Under strict RBI regulations designed to prevent money laundering and financial fraud, unauthorized individuals or unverified third-party platforms cannot operate as commercial exchanges for PPIs. If you are setting up a business to buy and sell gift cards without RBI authorization, you are violating financial regulations.
Brand Terms and Conditions: The "Non-Transferable" Clause
Even if you are just an individual trying to sell a single ₹500 voucher on a social media forum, you are likely violating the brand's Terms of Service.
If you read the fine print on almost any gift voucher from major e-commerce platforms, lifestyle brands, or aggregators, you will find a clause that states:
"This gift voucher is for personal, non-commercial use only. It cannot be exchanged for cash, refunded, or resold."
When you purchase or accept a gift voucher, you agree to these terms. Therefore, reselling the voucher is a direct breach of contract with the issuer.

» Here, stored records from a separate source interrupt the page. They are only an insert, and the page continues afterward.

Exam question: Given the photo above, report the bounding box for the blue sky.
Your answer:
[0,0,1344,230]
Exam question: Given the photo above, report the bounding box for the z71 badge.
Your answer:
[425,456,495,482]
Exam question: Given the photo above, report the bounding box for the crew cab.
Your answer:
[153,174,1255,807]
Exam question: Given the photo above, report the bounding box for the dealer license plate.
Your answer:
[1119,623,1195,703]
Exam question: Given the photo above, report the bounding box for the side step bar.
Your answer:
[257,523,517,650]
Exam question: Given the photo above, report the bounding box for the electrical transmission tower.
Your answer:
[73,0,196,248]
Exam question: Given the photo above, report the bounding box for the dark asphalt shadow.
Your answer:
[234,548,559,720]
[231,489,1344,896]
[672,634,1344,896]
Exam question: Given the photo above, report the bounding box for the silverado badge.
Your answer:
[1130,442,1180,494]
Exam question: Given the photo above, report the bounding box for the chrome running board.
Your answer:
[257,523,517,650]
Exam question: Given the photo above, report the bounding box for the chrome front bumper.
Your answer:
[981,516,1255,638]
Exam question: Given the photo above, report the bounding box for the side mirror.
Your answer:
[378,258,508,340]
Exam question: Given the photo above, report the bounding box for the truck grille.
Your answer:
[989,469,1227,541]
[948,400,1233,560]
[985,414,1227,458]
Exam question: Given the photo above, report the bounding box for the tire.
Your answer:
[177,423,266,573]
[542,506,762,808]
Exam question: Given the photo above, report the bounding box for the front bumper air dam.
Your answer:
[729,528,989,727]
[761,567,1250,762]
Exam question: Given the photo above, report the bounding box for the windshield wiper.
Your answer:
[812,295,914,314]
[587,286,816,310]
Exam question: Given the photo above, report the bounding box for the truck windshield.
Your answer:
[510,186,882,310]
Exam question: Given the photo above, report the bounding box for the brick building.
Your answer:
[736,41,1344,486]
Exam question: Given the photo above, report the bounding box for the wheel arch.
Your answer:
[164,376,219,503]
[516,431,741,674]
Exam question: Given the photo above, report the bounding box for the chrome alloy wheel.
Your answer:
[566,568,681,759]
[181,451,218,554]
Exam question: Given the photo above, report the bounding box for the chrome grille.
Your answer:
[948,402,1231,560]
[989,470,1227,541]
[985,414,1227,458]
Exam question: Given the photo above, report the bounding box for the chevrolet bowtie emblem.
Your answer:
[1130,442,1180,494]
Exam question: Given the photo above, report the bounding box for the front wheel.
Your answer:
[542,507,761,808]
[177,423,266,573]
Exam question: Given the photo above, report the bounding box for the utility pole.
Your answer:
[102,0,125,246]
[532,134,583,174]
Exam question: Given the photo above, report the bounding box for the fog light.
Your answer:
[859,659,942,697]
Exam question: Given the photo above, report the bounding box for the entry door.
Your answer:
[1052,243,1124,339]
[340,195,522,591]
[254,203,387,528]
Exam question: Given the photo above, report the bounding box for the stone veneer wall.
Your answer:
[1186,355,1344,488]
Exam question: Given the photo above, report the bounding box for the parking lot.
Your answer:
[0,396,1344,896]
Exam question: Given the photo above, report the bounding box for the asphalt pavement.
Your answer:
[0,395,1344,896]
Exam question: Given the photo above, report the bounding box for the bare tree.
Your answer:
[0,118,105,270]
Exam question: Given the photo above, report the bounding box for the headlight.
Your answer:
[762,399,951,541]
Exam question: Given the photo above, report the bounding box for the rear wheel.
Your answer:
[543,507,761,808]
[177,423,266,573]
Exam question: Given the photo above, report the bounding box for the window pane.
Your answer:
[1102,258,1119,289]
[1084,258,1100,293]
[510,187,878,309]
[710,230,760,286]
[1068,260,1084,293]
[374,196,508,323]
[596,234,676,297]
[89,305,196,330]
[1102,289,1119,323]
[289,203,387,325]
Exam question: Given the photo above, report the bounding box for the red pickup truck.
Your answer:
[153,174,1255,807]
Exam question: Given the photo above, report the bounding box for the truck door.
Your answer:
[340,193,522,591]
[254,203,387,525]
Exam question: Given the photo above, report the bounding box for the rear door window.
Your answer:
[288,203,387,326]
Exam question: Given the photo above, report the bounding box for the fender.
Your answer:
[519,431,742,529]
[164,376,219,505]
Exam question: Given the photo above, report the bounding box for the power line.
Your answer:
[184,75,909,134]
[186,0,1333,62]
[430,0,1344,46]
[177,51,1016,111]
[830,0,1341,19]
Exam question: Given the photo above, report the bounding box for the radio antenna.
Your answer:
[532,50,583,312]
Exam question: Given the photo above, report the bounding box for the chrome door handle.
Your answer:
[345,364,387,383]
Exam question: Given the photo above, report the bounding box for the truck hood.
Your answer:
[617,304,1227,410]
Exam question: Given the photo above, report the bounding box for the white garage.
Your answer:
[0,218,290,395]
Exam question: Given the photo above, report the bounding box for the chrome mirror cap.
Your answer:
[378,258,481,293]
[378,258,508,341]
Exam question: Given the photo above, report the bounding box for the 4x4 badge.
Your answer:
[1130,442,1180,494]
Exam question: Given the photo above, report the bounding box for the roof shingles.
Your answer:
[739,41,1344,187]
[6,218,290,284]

What Happens If You Get Caught?
While the police aren't going to show up at your door for selling a ₹1,000 coffee shop voucher to your neighbor, the brands themselves have sophisticated tracking mechanisms. If a brand suspects that a gift card has been resold—often flagged by rapid transfers, suspicious IP addresses, or codes being posted on public forums—they have the right to:
- Cancel the Voucher: The brand can instantly void the gift card, leaving the buyer with a useless code.

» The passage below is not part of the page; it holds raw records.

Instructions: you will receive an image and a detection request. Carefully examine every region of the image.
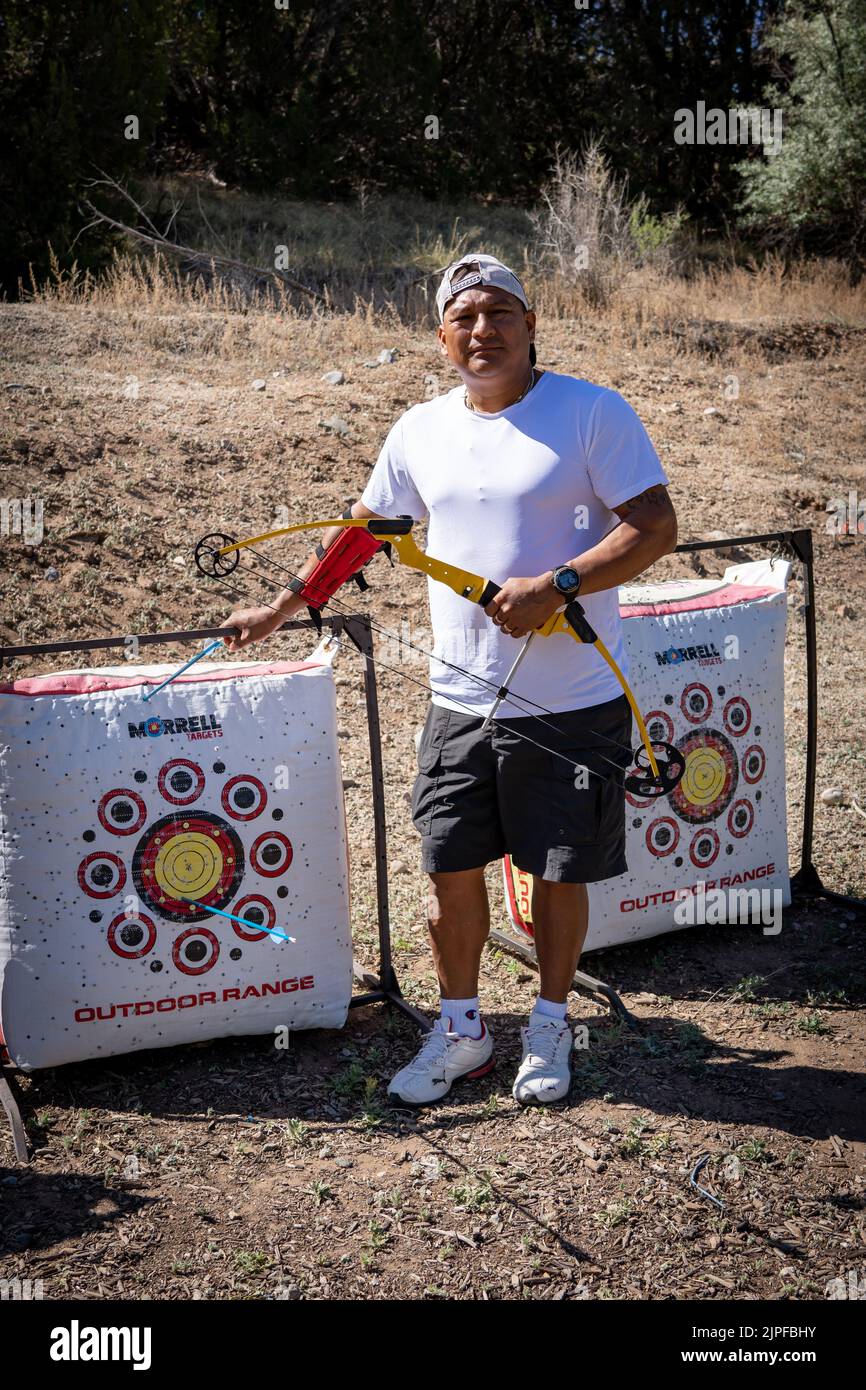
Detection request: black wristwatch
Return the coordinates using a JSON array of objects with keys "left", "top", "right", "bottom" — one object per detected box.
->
[{"left": 550, "top": 564, "right": 580, "bottom": 599}]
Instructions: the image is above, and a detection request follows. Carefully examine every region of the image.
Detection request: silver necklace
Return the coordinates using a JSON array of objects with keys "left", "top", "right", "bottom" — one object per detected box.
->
[{"left": 463, "top": 367, "right": 535, "bottom": 414}]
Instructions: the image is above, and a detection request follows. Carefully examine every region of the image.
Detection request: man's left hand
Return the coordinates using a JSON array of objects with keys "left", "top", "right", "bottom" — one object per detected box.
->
[{"left": 484, "top": 570, "right": 566, "bottom": 637}]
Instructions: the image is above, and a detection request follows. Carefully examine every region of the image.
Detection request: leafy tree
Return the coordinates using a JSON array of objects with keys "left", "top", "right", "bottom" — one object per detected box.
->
[{"left": 740, "top": 0, "right": 866, "bottom": 261}]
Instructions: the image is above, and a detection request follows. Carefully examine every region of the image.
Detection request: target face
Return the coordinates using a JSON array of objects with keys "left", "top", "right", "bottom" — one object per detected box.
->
[
  {"left": 96, "top": 787, "right": 147, "bottom": 835},
  {"left": 742, "top": 744, "right": 767, "bottom": 787},
  {"left": 727, "top": 796, "right": 755, "bottom": 840},
  {"left": 250, "top": 830, "right": 295, "bottom": 878},
  {"left": 644, "top": 709, "right": 674, "bottom": 744},
  {"left": 108, "top": 912, "right": 156, "bottom": 960},
  {"left": 78, "top": 849, "right": 126, "bottom": 898},
  {"left": 171, "top": 927, "right": 220, "bottom": 974},
  {"left": 132, "top": 810, "right": 243, "bottom": 922},
  {"left": 646, "top": 816, "right": 680, "bottom": 859},
  {"left": 688, "top": 828, "right": 719, "bottom": 869},
  {"left": 721, "top": 695, "right": 760, "bottom": 738},
  {"left": 680, "top": 681, "right": 713, "bottom": 724},
  {"left": 157, "top": 758, "right": 204, "bottom": 806},
  {"left": 232, "top": 892, "right": 277, "bottom": 941},
  {"left": 221, "top": 774, "right": 268, "bottom": 820},
  {"left": 670, "top": 728, "right": 738, "bottom": 824}
]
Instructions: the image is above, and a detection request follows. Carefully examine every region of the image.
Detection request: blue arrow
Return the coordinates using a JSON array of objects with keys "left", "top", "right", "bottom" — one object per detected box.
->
[
  {"left": 142, "top": 637, "right": 222, "bottom": 701},
  {"left": 181, "top": 894, "right": 297, "bottom": 945}
]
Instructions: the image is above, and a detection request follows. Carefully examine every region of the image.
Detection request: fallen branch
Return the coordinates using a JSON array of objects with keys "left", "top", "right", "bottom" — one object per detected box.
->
[{"left": 82, "top": 171, "right": 328, "bottom": 307}]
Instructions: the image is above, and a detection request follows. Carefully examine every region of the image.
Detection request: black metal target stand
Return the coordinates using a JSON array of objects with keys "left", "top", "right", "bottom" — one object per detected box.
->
[{"left": 489, "top": 528, "right": 866, "bottom": 1011}]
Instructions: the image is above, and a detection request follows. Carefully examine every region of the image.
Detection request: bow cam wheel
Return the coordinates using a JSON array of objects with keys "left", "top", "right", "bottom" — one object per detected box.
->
[
  {"left": 626, "top": 739, "right": 685, "bottom": 798},
  {"left": 193, "top": 531, "right": 240, "bottom": 580}
]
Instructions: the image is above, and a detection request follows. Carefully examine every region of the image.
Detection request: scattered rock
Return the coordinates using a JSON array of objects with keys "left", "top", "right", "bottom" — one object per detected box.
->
[
  {"left": 320, "top": 416, "right": 349, "bottom": 439},
  {"left": 822, "top": 787, "right": 845, "bottom": 806}
]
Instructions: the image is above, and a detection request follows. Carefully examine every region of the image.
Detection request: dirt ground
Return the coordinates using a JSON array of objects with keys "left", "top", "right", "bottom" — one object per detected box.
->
[{"left": 0, "top": 303, "right": 866, "bottom": 1301}]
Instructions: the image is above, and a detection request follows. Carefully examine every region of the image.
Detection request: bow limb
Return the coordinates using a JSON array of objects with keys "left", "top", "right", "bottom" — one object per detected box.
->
[
  {"left": 538, "top": 600, "right": 659, "bottom": 777},
  {"left": 207, "top": 517, "right": 659, "bottom": 778}
]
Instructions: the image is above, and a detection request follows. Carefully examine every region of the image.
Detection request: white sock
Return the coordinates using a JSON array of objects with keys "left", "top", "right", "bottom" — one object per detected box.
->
[
  {"left": 439, "top": 995, "right": 482, "bottom": 1038},
  {"left": 532, "top": 995, "right": 569, "bottom": 1019}
]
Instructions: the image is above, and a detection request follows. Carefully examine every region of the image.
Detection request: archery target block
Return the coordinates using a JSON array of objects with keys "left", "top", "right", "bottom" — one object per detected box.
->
[
  {"left": 0, "top": 659, "right": 352, "bottom": 1070},
  {"left": 503, "top": 559, "right": 791, "bottom": 951}
]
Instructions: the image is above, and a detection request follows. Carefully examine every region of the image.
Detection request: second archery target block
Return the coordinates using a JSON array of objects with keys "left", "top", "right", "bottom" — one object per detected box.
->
[
  {"left": 0, "top": 662, "right": 352, "bottom": 1069},
  {"left": 503, "top": 560, "right": 791, "bottom": 951}
]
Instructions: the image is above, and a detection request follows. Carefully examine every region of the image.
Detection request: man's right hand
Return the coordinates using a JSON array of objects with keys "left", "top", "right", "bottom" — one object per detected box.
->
[{"left": 220, "top": 607, "right": 291, "bottom": 652}]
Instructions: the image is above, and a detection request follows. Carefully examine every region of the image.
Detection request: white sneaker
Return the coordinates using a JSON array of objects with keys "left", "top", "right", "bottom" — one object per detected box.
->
[
  {"left": 388, "top": 1019, "right": 493, "bottom": 1105},
  {"left": 512, "top": 1009, "right": 573, "bottom": 1105}
]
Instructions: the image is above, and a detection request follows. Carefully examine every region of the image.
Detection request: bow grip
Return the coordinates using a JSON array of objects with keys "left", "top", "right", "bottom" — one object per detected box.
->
[
  {"left": 478, "top": 580, "right": 502, "bottom": 607},
  {"left": 563, "top": 599, "right": 598, "bottom": 645}
]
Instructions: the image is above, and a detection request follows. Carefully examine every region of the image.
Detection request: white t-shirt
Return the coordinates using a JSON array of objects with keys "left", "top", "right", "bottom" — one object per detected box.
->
[{"left": 361, "top": 371, "right": 667, "bottom": 719}]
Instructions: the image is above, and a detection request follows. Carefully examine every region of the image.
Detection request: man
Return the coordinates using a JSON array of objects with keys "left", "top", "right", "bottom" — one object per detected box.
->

- Ban Your Account: Platforms like Amazon and Flipkart frequently ban the accounts of users caught selling or buying unauthorized gift balances.

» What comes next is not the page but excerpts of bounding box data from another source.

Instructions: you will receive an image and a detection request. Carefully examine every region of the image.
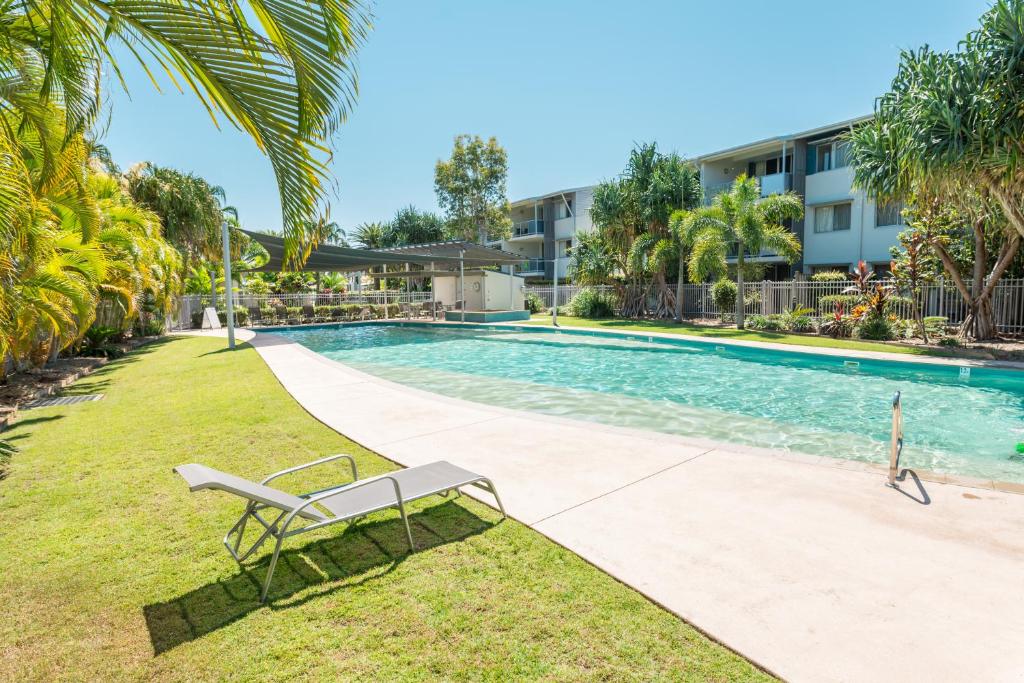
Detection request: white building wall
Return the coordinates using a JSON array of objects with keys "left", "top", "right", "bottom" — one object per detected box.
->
[
  {"left": 481, "top": 272, "right": 524, "bottom": 310},
  {"left": 804, "top": 167, "right": 901, "bottom": 272}
]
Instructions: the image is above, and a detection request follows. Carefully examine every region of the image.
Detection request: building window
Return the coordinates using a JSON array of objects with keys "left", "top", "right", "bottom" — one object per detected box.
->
[
  {"left": 555, "top": 199, "right": 572, "bottom": 220},
  {"left": 874, "top": 202, "right": 906, "bottom": 227},
  {"left": 813, "top": 140, "right": 850, "bottom": 173},
  {"left": 814, "top": 202, "right": 852, "bottom": 232}
]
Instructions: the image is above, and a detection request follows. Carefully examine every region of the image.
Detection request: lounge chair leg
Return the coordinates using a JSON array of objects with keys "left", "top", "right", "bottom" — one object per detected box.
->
[
  {"left": 482, "top": 479, "right": 508, "bottom": 519},
  {"left": 398, "top": 499, "right": 416, "bottom": 553},
  {"left": 259, "top": 533, "right": 285, "bottom": 603}
]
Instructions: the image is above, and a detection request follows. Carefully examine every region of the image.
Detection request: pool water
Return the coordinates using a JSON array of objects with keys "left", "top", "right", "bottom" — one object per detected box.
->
[{"left": 278, "top": 324, "right": 1024, "bottom": 481}]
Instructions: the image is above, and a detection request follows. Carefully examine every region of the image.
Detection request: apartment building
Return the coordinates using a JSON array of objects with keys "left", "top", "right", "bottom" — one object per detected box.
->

- Refuse Refunds: Neither the original buyer nor the new recipient will be entitled to a refund.
The Risks of Peer-to-Peer Reselling
Beyond brand T&Cs, the secondary market for gift cards is notoriously unsafe. There is a massive risk of fraud on platforms like Reddit, Facebook Groups, or unauthorized resale websites.
- For Sellers: You might send the voucher code to a buyer who then reverses the UPI payment or claims the code didn't work.
- For Buyers: You might pay cash for a voucher code that has already been redeemed, or one that was purchased originally with a stolen credit card (which the brand will eventually trace and cancel).
Can You Gift It to a Friend?
Yes! There is a distinct difference between reselling for profit/cash and gifting. Transferring an unredeemed e-gift card to a friend or family member for their birthday or anniversary is perfectly fine. This is the intended use of a gift voucher. The violation only occurs when a commercial transaction (exchanging the voucher for currency) takes place.
The Bottom Line
While there is no specific criminal law that says "selling a personal gift card will send you to jail," engaging in the commercial resale of gift vouchers violates RBI guidelines on PPIs and strictly breaches brand Terms and Conditions. It is highly risky and can result in the loss of your funds and account bans.
If you have an unwanted voucher, your best, safest options are to use it to buy a gift for someone else, or informally trade it with a trusted friend or family member.